Let’s start off with the bare facts:

1) The MMR Vaccine protects our children against diseases that can be debilitating, or even deadly in some cases.

2) There has only been a single study, published in 1998 by Wakefield, et. al., that suggested (not proved) a connection between the MMR vaccine and Autism.

3) 10 of the 13 authors of that study issued a joint statement in 2004 retracting the conclusions in the 1998 study. There have been NO STUDIES since that have suggested even the possibility of a relationship between the MMR vaccine and autism.

4) Experts at the Centers for Disease Control, The UK National Health Service, the Institute of Medicine of the National Academy of Sciences have all concluded, based on volumes of additional research, that there is no connection between autism ant the MMR vaccine.

It is in our nature, as human beings, to want to have an explanation for the bad things that happen in our lives.
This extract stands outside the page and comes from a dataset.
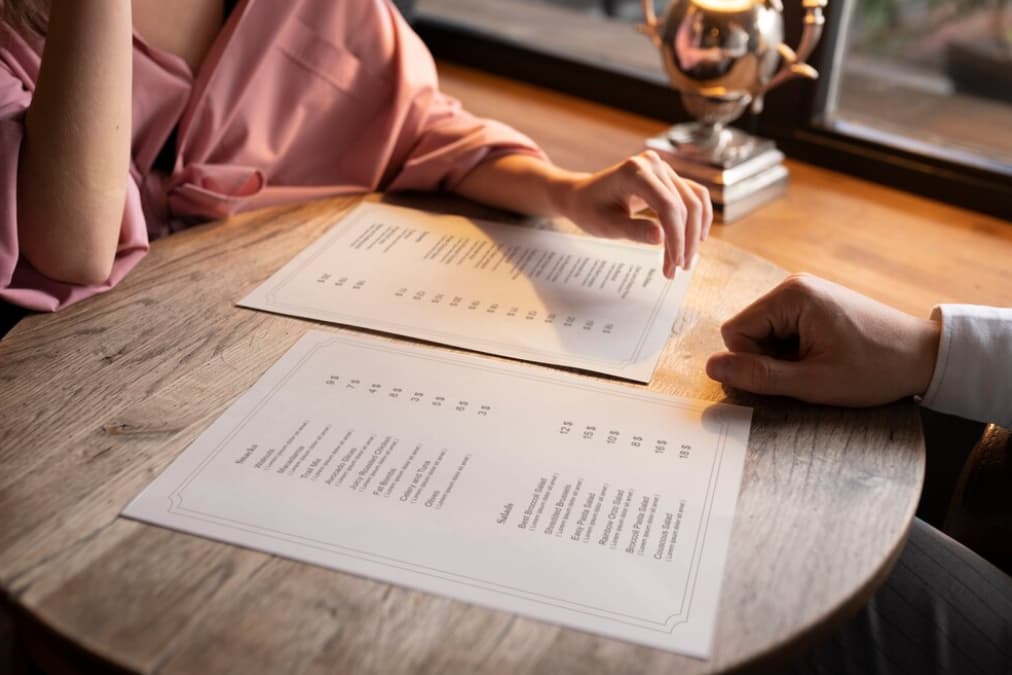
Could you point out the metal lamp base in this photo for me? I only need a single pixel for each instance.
(741, 171)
We want to make sense of things, to have an ordered universe that we can understand, categorize, and interact with. We want to believe that the MMR vaccine is responsible for causing autism.

The problem is that life isn’t quite that simple.

I would absolutely love to understand why it is that my middle daughter is so different from her sisters, and why it is that she is so different from the other children at school. Her condition makes me mad, at times, and I wish I had someone (like a pharmaceutical company or a doctor) to blame. I’d love to be able to crusade against the MMR vaccine so that other parents wouldn’t have to have the challenges that we have had. But the simple fact is that no one knows what causes autism, and probably won’t for a very long time.

Meanwhile, the worst possible thing we could do in our effort to understand autism is to discourage parents from allowing their children access to life-saving vaccines such as MMR.

The loudest voices in this debate are not scientists or researchers who have studied autism and MMR. Rather, these voices most often come from well-meaning but misinformed parents who have been led astray by false information provided by certain non-profit organizations and celebrities.